| Marc Bijl is a leading proponent of a ‘hardcore’
aesthetic which
provocative and interventionist at the same time. A John Osborne-like
angry young man, he belongs to the new generation of creative artists
who have risen alongside the no-global movements of the late 1990s
and early 2000s. Instead of using violence and direct action, he
has chosen to make his art visible in public spaces, squares, subway
stations, on
billboards, and among other signs produced by so-called ‘corporate
culture’. Employing a “Sex Pistols-style” and
admitting his debt to ‘70s counterculture, his imagery is
involved with the illegal practices of social activism and with
the strategies of urban guerrillas. Bijl places at the
center of his art a discussion on the given idea of public space,
denouncing the insecurity which threatens our daily lives behind
the smoke screen of the media world. Seen from this point of view,
different icons express the same function: Nike’s swoosh as
well as Che Guevara’s portrait, Beuys with his felt hat, national
flags, Warhol and his Olympus, the bronze cross of the Wehrmacht.

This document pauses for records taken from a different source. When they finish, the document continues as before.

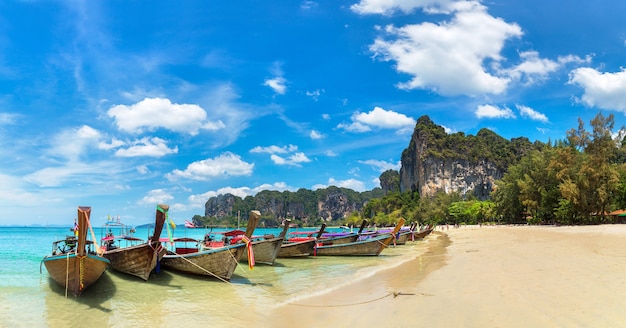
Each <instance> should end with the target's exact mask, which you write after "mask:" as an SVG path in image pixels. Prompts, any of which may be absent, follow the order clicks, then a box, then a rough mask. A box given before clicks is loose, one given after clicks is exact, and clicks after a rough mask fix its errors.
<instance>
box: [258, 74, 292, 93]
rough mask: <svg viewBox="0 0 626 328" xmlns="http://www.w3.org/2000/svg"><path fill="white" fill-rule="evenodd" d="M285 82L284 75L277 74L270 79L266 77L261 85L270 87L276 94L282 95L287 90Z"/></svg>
mask: <svg viewBox="0 0 626 328" xmlns="http://www.w3.org/2000/svg"><path fill="white" fill-rule="evenodd" d="M286 83H287V80H285V78H284V77H281V76H277V77H274V78H271V79H266V80H265V81H264V82H263V85H264V86H267V87H270V88H272V90H274V92H276V93H278V94H281V95H284V94H285V92H287V86H286V85H285V84H286Z"/></svg>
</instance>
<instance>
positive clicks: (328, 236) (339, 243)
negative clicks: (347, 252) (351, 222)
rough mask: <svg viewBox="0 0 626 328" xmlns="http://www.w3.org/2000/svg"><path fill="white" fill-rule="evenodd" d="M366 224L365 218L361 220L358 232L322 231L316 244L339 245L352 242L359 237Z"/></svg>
mask: <svg viewBox="0 0 626 328" xmlns="http://www.w3.org/2000/svg"><path fill="white" fill-rule="evenodd" d="M365 225H367V220H363V222H362V223H361V227H360V228H359V231H358V232H356V233H355V232H347V233H346V232H339V233H323V234H322V236H321V237H320V238H319V240H318V242H317V246H322V245H324V246H326V245H339V244H348V243H353V242H355V241H357V239H359V235H360V234H361V232H362V231H363V229H364V228H365Z"/></svg>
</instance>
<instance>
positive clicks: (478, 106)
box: [475, 105, 516, 118]
mask: <svg viewBox="0 0 626 328" xmlns="http://www.w3.org/2000/svg"><path fill="white" fill-rule="evenodd" d="M475 114H476V117H478V118H484V117H485V118H516V116H515V114H513V111H512V110H511V109H509V108H506V107H505V108H498V107H496V106H492V105H480V106H478V108H477V109H476V112H475Z"/></svg>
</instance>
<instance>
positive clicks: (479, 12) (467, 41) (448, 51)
mask: <svg viewBox="0 0 626 328" xmlns="http://www.w3.org/2000/svg"><path fill="white" fill-rule="evenodd" d="M454 10H455V11H454V16H453V18H452V19H451V20H450V21H447V22H441V23H439V24H433V23H430V22H425V23H422V24H414V25H406V26H403V27H394V26H392V25H389V26H387V27H386V28H385V29H384V31H385V32H386V33H387V35H388V38H387V39H384V38H382V37H379V38H377V39H376V40H375V41H374V43H373V44H372V45H371V46H370V50H371V51H372V53H374V56H375V57H376V58H379V59H381V60H383V61H393V62H395V63H396V69H397V70H398V72H400V73H405V74H408V75H410V76H411V77H412V78H411V79H410V80H409V81H408V82H405V83H401V84H399V85H398V87H399V88H401V89H406V90H410V89H430V90H433V91H435V92H437V93H439V94H442V95H469V96H477V95H482V94H501V93H503V92H504V91H505V90H506V88H507V87H508V85H509V83H510V82H511V78H510V77H507V76H499V75H497V74H496V73H497V72H492V71H490V70H488V69H487V68H486V67H485V62H490V63H492V64H494V65H495V66H497V63H499V62H500V61H502V60H503V58H502V56H501V54H500V52H501V50H502V48H503V46H504V43H505V42H506V41H507V40H509V39H511V38H517V37H521V36H522V30H521V28H520V27H519V26H518V25H517V24H514V23H507V22H505V21H504V20H503V19H501V18H497V17H493V16H491V15H489V14H488V13H487V10H486V7H485V6H483V5H481V4H480V3H478V2H464V3H463V5H461V3H455V4H454Z"/></svg>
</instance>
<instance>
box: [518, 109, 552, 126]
mask: <svg viewBox="0 0 626 328" xmlns="http://www.w3.org/2000/svg"><path fill="white" fill-rule="evenodd" d="M515 107H517V109H518V110H519V112H520V115H521V116H522V117H527V118H529V119H531V120H534V121H539V122H542V123H548V117H547V116H546V115H544V114H542V113H539V112H538V111H536V110H534V109H532V108H530V107H527V106H523V105H515Z"/></svg>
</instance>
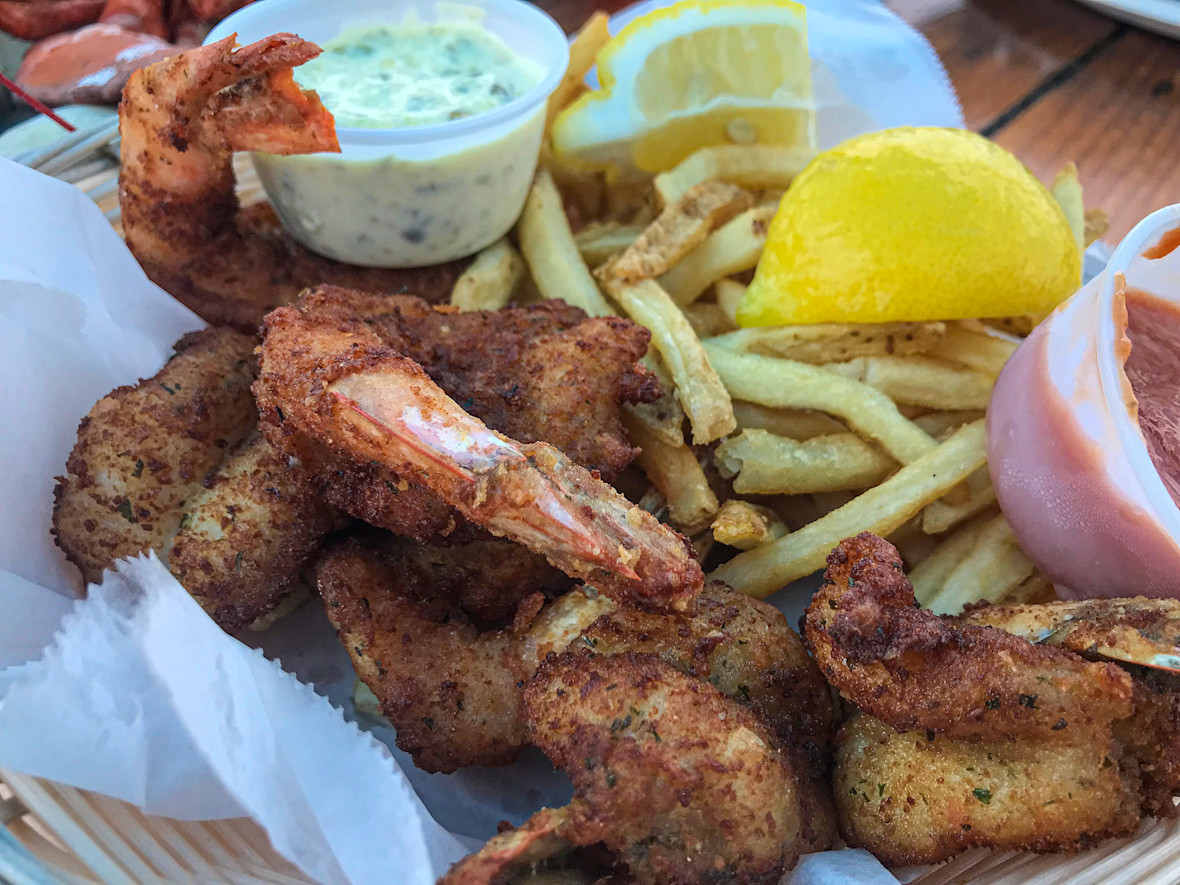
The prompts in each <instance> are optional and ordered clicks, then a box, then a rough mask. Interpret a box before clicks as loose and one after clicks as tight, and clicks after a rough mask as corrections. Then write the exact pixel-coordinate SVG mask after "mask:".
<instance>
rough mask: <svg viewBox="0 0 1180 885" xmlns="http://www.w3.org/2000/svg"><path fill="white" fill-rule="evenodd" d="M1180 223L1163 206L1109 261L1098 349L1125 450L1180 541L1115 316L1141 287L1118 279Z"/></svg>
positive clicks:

These all provide life-savers through the mediatic filter, concealing
truth and making reality look artificial. Graffiti, slogans, flags,
controversial performances, and the hijacking of industrial logos
(following Guy Debord’s lesson), of names and authorship —
all this constitutes part of Bijl’s catalogue.
— Marco Scotini
Selected solo exhibitions: 2003: Bergman, Frankfurt;
Artra, Milan; 2002: Kapinos, Berlin; Künstlerhaus Bethanien,
Berlin; Projektraum K&S, Berlin; 1999: Dutchbed, CBK Nijmegen,
Hollsnd; Filmstad, The Hague.
Selected group exhibitions: 2003: Nation, Frankfurter
Kunstverein, Frankfurt; 2001: Neighbours/Buren, Stedelijk Van Abbemuseum,
Eindhoven, Holland; 2000: M_ARS, Landesmuseum, Graz; Jahresgaben,
Kunstverein Arnsberg, German; Married by Powers, Tent, Rotterdam;
Microjam influenza, De Appel, Amsterdam; Manifesta 4, Frankfurt;
Commitment Fonds, BKVB Amsterdam and Las Palmas , Rotterdam; Jeune
Creation, Grande-Halle de la Villette, Paris.